Reaffirms Minnesota’s Prohibition on Mental Stress Claims
On April 18, 2013, the Minnesota Workers’ Compensation Court of Appeals (WCCA) reaffirmed precedent going back three decades and held that Minnesota does not allow mental stress claims.
In Schuette v. City of Hutchinson, employee, a police officer, responded to an emergency call involving a twelve-year-old girl who fell out of a truck and struck her head on the pavement. The employee attempted to resuscitate the girl and realized he knew the girl and her family. The officer drove the ambulance to the hospital and the girl was airlifted to another hospital, where she was pronounced dead. While at the hospital, the employee felt sick and experienced “dry heaves.” He participated in police department debriefing sessions but later experienced a variety of symptoms, including difficulty sleeping, nightmares, anxiety, panic attacks, mood swings, irritability, flashbacks, headaches, hyper-vigilance, and forgetfulness. He did not seek treatment for about three years.
The employee underwent extensive treatment for his symptoms and received a post-traumatic stress disorder (PTSD) diagnosis from various providers, including doctors, psychiatrists, neuropsychologists, and clinical psychologists. Based on the evidence presented, Compensation Judge Dan Kelly found the employee developed symptoms of PTSD after the work incident. The judge expressly accepted the medical opinions of Dr. Paul Arbisi and Dr. Ronald Groat and found PTSD a mental disability which did not result in a physical injury and was therefore not compensable under Minnesota’s workers’ compensation law. The WCCA, in an opinion written by Chief Judge Milun, found Judge Kelly relied on substantial evidence and well-established reasoning under Lockwood to make his determination and affirmed it.
In Minnesota, compensation claims involving mental conditions fall into three groups: mental trauma resulting in physical injury, physical trauma resulting in mental injury, and mental trauma resulting in mental injury. Lockwood v. Independent School District No. 877, 312 N.W.2d 924 (Minn. 1981). Minnesota recognizes claims which fall in the first two categories. In Lockwood, the Minnesota Supreme Court found the legislature did not contemplate the third category of “mental-mental” claims when it enacted the Minnesota Workers’ Compensation Act; therefore, a mental injury caused by job-related stress without physical trauma is not a compensable claim under Minnesota law.

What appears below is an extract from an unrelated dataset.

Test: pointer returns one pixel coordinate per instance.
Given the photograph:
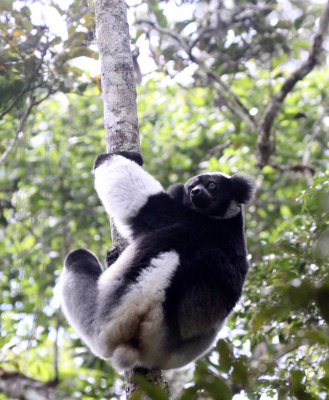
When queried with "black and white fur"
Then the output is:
(163, 300)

In dicta, the WCCA panel mentioned 32 states provide compensation in cases of mental stress with no physical injury. The panel also stated the Lockwood case seems “an increasingly isolated position in workers’ compensation law.” Minnesota may soon join the majority of states in providing compensation for some mental stress claims. The Minnesota Legislature is considering new legislation that would expand the definition of occupational disease and personal injury to encompass “mental impairment.” The proposed definition of mental impairment is “a diagnosis of Post-traumatic Stress Disorder by a licensed physician or psychologist… and means the condition as described in the most recent edition of the Diagnostic and Statistical Manual of Mental Disorders published by the American Psychiatric Association.” The proposed legislation states mental impairment is not considered a disease if it results from “a disciplinary action work evaluation, job transfer, lay off, demotion, promotion, termination, retirement, or similar action taken in good faith by the employer.”
While Schuette affirms Minnesota workers compensation precedent by denying compensation for a claim of mental stress without physical injury, the Legislature may amend the Minnesota Workers’ Compensation Act to allow compensation for claims of PTSD without physical injury. We are monitoring this and other workers’ compensation legislation and will promptly notify you of any substantial changes in Minnesota workers compensation law.